5 razy skomentowano “14 domowych zwycięstw z rzędu | Villa 1:0 Man City | Oceny pomeczowe

  1. Pep zapytany po meczu w czym tkwił problem jego drużyny odpowiedział, że w Aston Villi i przyznał, że wygrał zespół lepszy. Pierwszy raz zagraliśmy na takiej intensywności i wyglądało to jak w meczu z Newcastle. Wtedy oni nas stłamsili, ale za przewagą poszły liczby. U nas tego zabrakło. Można się podniecać liczbą oddanych strzałów, ale grożnych było 2-3. Gol też padł po fartownym rykoszecie. Jeśli powtórzymy intensywność gry z Arsenalem plus poprawimy wykończenie to uwierzę, że realnie jesteśmy powalczyć o top4 w tym sezonie, a może nawet …
    Obawiam się, że jednak wrócimy do swojego dreptaka i potracimy punkty z jakimiś Nottinghamami.

    1. eh gdyby dodać 5 punktów za Bournemouth i Forest to byśmy byli…niebezpiecznie wysoko.

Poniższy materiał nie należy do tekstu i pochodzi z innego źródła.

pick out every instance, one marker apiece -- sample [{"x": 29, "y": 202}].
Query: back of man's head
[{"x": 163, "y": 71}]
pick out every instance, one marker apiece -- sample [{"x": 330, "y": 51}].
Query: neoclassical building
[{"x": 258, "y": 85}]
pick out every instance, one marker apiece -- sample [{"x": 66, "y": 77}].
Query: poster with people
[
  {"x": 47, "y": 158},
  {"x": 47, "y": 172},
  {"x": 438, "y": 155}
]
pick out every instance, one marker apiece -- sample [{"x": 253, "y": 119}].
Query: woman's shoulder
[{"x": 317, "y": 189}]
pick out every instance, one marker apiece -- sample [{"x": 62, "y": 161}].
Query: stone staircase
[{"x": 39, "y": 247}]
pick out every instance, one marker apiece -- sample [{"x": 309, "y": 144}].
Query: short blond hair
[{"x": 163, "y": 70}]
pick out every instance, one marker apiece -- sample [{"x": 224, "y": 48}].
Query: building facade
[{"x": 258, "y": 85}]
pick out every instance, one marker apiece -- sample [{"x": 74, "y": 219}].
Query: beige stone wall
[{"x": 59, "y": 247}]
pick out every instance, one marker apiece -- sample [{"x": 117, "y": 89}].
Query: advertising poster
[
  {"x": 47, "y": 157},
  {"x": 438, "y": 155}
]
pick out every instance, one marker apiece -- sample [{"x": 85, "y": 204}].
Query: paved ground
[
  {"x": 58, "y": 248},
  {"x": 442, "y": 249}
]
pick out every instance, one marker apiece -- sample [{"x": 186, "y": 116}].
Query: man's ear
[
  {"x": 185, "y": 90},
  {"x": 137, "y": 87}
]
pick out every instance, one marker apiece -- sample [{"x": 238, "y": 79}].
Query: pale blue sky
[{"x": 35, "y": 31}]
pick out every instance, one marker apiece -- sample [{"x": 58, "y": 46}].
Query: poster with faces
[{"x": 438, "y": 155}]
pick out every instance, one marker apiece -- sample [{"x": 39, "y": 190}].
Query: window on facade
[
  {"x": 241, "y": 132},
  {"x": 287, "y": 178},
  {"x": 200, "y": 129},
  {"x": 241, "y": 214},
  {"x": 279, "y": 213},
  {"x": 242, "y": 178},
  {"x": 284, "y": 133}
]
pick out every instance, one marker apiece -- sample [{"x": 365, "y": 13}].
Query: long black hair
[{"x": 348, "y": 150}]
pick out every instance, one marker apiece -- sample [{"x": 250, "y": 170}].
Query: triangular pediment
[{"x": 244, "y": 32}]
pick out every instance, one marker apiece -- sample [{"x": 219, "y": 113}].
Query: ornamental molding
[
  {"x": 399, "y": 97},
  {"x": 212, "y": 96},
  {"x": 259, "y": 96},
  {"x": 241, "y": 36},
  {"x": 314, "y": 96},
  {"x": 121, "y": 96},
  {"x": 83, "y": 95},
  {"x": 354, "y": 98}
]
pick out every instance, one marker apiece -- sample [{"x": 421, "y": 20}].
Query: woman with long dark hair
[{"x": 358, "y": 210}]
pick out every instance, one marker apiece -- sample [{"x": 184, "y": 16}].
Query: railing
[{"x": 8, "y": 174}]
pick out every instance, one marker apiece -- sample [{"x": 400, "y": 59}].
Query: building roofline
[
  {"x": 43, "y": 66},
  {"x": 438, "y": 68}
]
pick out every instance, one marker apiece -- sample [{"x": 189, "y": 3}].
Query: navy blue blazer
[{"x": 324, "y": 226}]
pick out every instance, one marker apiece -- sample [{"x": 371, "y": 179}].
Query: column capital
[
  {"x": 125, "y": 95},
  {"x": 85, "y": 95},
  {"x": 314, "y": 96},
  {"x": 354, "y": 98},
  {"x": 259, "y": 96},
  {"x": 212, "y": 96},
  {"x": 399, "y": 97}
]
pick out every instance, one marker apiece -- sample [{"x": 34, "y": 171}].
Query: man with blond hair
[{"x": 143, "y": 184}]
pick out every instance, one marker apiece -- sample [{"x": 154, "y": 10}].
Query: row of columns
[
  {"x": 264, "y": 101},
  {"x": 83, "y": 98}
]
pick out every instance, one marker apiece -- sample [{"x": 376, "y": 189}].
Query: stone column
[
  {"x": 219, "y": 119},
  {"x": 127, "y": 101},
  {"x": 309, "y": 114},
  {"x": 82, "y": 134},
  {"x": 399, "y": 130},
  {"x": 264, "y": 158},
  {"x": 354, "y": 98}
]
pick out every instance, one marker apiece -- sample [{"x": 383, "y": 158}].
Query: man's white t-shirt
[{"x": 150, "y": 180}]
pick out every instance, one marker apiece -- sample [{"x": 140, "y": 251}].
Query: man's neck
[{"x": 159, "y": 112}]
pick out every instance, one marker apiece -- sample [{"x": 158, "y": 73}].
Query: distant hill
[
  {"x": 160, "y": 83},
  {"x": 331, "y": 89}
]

Paradoksalnie ta strata punktów uczy nas pokory, tak jak wyjazd do Warszawy. W grupie LKE potem nie straciliśmy ani punktu. Tak samo w lidze mam nadzieję, że nie zlekceważymy nikogo. A już za chwilę mecz z Sheffield, którego bardziej się boję niż sobotniego Arsenalu.

    2. Trzeba pamiętać z kim graliśmy 😉 samo to, że grasz z najlepszą drużyną świata, może być paraliżujące. Zwróć uwagę jak jest np z takim Realem Madryt. Oni mimo tego, że czasami trafi się im fatalny mecz w którym przez większość czasu przegrywają, to potrafią te mecze wygrywać, bo pod koniec przeciwnikom po prostu “odcina światło”, potocznie mówiąc – robi się im mokro na samą myśl, że mogą pokonać tak wielki zespół. Real wygrywa te mecze doświadczeniem i zayebiście silną “tożsamością zwycięzcy”. Tak, mimo tak wielkiej przewagi drżałem do końca o wynik i powtarzałem sobie “City nic nie zrobi, to nie jest Real”. Warto docenić te 1:0, bo piłka w takich meczach “waży” dwa razy więcej, a głowa nie do końca jest w stanie nadążyć 🦊

  2. Udany debiut Don! Czekam na więcej!
    Wg mnie nasz środek pola zmiażdżył City + kreatywność Baileya. Obrona zagrała przyzwoicie, ale nie miała wiele do roboty (sic!). Czepiać się można Tielemansa bo kilka razy tracił, ale te jego piętki miód-malina. Konsa na prawej też zaczyna dobrze wyglądać na prawej obronie, choć rzeczywiście w ataku jest ociężały.

    1. Dzięki 🦊 oceny są oczywiście subiektywne i zawsze chętnie podyskutuje lub przyznam racje, jeśli chodzi o ich zasadność. Zdecydowanie środek był tym co przesądziło o losach meczu. To prawda, Tielemans parę razy stracił, ale rekompensował to dużą kreatywnością i chęcią ryzyka, a to jest potrzebne na jego pozycji. Fajnie, że zdał ten “egzamin” u Emery’ego i liczę, że z Arsenalem również to potwierdzi.